Legendary journalist and 60 Minutes veteran Morley Safer has died at 84.
Safer retired from his post at the long-running CBS News (CBS) program earlier this month after 46 seasons. Overall, Safer worked at the network for 52 years.
He was born in Toronto in 1931, and worked as a war correspondent in the 1950s and 1960s before joining 60 Minutes in 1970. Safer’s first story was about the training of U.S. Sky Marshals. During his five decades on 60 Minutes, Safer contributed 919 reports – with his final piece being on Danish Architect Bjarke Ingels.
“It’s been a wonderful run, but the time has come to say goodbye to all of my friends at CBS and the dozens of people who kept me on the air,” Safer said in a statement released earlier this month on the occasion of his retirement. “But most of all I thank the millions of people who have been loyal to our broadcast.”

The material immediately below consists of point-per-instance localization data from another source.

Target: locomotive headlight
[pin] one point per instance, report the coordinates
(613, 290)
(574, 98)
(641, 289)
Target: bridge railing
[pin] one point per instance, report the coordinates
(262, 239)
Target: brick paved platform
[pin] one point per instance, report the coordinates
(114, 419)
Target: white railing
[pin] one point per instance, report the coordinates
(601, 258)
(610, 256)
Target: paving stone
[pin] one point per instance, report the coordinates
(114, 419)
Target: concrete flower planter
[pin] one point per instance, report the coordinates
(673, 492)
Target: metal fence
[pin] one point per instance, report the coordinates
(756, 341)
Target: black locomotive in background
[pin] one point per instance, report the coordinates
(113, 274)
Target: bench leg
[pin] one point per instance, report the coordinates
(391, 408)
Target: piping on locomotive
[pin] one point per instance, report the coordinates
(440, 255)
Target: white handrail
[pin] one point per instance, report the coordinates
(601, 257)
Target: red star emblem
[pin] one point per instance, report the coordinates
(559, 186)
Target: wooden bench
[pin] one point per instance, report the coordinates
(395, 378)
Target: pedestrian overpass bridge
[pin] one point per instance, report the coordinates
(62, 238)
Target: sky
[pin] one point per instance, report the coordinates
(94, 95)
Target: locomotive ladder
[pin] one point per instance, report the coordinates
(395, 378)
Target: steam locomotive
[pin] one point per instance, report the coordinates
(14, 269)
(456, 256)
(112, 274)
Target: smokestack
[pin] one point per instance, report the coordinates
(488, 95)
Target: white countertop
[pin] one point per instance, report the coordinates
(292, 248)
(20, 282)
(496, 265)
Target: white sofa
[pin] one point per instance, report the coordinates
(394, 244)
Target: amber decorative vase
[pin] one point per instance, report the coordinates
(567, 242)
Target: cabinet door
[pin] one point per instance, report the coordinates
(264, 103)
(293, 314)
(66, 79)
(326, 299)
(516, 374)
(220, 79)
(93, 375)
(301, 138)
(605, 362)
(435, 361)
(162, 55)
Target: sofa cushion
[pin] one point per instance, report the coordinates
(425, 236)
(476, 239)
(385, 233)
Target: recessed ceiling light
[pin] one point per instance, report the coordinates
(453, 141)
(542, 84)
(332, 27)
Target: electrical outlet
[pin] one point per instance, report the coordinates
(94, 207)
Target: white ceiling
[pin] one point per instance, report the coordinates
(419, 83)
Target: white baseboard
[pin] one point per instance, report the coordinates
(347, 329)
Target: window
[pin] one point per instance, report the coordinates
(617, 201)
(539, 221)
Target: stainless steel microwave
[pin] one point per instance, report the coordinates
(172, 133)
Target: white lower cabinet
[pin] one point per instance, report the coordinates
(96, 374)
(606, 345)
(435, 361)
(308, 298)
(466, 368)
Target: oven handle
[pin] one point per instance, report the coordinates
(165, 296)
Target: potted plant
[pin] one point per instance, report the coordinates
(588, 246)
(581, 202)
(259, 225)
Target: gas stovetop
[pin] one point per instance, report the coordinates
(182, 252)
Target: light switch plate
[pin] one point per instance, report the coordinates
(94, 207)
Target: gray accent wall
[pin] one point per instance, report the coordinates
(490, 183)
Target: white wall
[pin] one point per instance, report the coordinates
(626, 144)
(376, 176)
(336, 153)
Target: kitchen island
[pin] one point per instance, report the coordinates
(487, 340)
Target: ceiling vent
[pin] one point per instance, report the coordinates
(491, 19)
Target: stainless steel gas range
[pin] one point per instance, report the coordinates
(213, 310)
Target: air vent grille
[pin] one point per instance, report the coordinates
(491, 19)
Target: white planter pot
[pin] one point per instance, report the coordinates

CBS on Sunday aired Morley Safer: A Reporter’s Life, a special capturing the 12-time Emmy winner’s illustrious career. From U.S. Marines burning a village in Cam Ne, Vietnam, in 1965 to a tough critique of the modern art world in 1993, Safer’s most impactful stories were explored in a mix of archived footage and interviews. His contemporaries (Tom Brokaw, the late Mike Wallace) and 60 Minutes executive producer Jeff Fager were among Safer’s close friends and colleagues who highlighted the journalist’s quick wit and sharp storytelling skills.